These Astute Bets Helped Hedge Funds Win Big

By Andrew Bloomenthal | Updated May 15, 2014 AAA

The 25 highest-paid hedge fund managers across the globe have collectively earned $21.1 billion in 2013 – a 50% increase from the previous year, according to a recently-published survey by Institutional Investor’s Alpha magazine. The jump in fees is mainly due to some of the most robust equity markets since the fiscal collapse of 2008.

Betting Big On Airlines, Walking Away

Topping the list as the highest-paid manager for the second year running is David Tepper, founder of Short Hills, N.J.-based Appaloosa Management.

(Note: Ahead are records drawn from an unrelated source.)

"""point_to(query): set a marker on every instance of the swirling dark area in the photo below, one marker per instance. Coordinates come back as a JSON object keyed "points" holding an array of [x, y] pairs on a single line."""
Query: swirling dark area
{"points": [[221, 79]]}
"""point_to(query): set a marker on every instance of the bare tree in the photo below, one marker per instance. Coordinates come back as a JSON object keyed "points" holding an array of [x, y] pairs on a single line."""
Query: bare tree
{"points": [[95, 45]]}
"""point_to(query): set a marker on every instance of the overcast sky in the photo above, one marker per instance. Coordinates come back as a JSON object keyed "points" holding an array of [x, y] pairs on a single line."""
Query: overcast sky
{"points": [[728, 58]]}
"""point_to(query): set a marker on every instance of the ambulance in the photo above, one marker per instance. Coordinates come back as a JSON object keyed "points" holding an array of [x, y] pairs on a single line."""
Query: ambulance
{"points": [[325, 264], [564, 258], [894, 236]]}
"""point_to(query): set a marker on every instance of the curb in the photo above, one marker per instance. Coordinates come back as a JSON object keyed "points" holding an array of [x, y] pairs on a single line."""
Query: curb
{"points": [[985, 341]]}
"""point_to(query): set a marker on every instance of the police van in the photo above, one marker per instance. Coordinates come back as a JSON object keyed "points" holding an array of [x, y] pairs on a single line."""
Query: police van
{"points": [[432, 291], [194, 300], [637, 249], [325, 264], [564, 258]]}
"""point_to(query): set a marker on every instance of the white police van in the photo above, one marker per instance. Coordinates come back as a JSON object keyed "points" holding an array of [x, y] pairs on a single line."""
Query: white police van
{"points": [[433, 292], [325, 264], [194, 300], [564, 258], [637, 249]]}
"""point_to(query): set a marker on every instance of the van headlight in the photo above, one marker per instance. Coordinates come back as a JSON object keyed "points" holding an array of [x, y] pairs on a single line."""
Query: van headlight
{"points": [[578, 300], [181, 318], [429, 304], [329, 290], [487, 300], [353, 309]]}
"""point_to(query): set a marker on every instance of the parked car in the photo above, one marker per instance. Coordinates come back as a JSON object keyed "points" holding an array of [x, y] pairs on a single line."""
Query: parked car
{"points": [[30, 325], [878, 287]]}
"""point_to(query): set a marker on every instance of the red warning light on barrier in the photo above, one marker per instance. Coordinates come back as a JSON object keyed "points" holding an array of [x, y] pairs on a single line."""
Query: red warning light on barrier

Tepper took in $3.5 billion, largely thanks to his correctly bullish stance on the U.S. airline industry, including bets on Chicago's United Continental Holding, Inc. (NYSE:UAL) and Fort Worth, Texas-based American Airlines Group, Inc. (Nasdaq:AAL).

Steven Cohen, the founder of Stamford Conn.-based SAC Capital, came in second place, despite the $1.8 billion fine his firm paid to settle an insider trading case. Still, by collecting a 50% performance fee, Cohen took in an impressive $2.4 billion. He hit it big with bets on Boise, Idaho-based semiconductor manufacturer Micron Technology, Inc. (Nasdaq:MU) and Florham Park, N.J.-based Zoetis, Inc. (NYSE:ZTS), a maker of animal vaccines and medicines.

SAC Capital recently changed its name to Point72 Asset Management to signal that it has closed itself off to outside investors in order to focus exclusively on managing Cohen’s personal assets. For this reason, Cohen likely will not appear on Alpha Magazine’s future lists, which only track firms that manage outside assets.

63% Return on Housing, Financials

Paulson & Co.’s John Paulson rounds out third place. By betting against the U.S. housing bubble and making large bets on financial stocks, he watched his Recovery Fund skyrocket by 63%, taking in $2.3 billion in fees in the process. He struck it big with a bet on Charlotte, N.C.-based Extended Stay America, Inc. (NYSE:STAY), whose shares surged 26% from its Nov. 13 IPO until the end of the month.

Jim Simons, founder of East Setauket, N.Y.-based computer-based trading fund Renaissance Technologies, hasn’t actively managed money for his firm in several years. But in 2013, the motorbike enthusiast took the management reins, earning $2.3 billion and a fourth-place finish. His biggest hit was a bet on New York-based Bristol Myers Squibb Co. (NYSE:BMY). At one point Renaissance owned $430 million worth of the pharmaceutical company's shares.

Other top earners include activist investor Dan Loeb, known for writing aggressive letters criticizing corporate managers as founder of New York’s Third Point LLC. He earned $700 million and placed ninth on the list with bets on Japan's Sony Corp. (NYSE:SNE), Sunnyvale, Calif.-based Yahoo! Inc. (Nasdaq:YHOO) and Finland's Nokia (NYSE:NOK). Ray Dalio, founder of Westport, Conn.-based Bridgewater Associates – the largest hedge fund by assets, made $600 million – an impressive feat, given that his fund fell short of double digit returns. Dalio bets on currency pairs, commodities, bonds, and, to a lesser extent, equities.

Typical hedge funds employ a “two and 20” fee structure, which claims 2% of assets under management, plus an incentive fee of 20% of the profits. Alpha Magazine calculates earnings based on fees the funds charge investors, factoring in stake managers have in the management companies that collect those fees.

The Bottom Line

Although top managers grew their 2013 earnings on some astute bets (and some corporate cajoling), the majority of hedge funds did not manage to beat out the general market. Case in point: while U.S. equities climbed more than 32%, the average hedge fund return was 9%, according to Hedge Fund Research.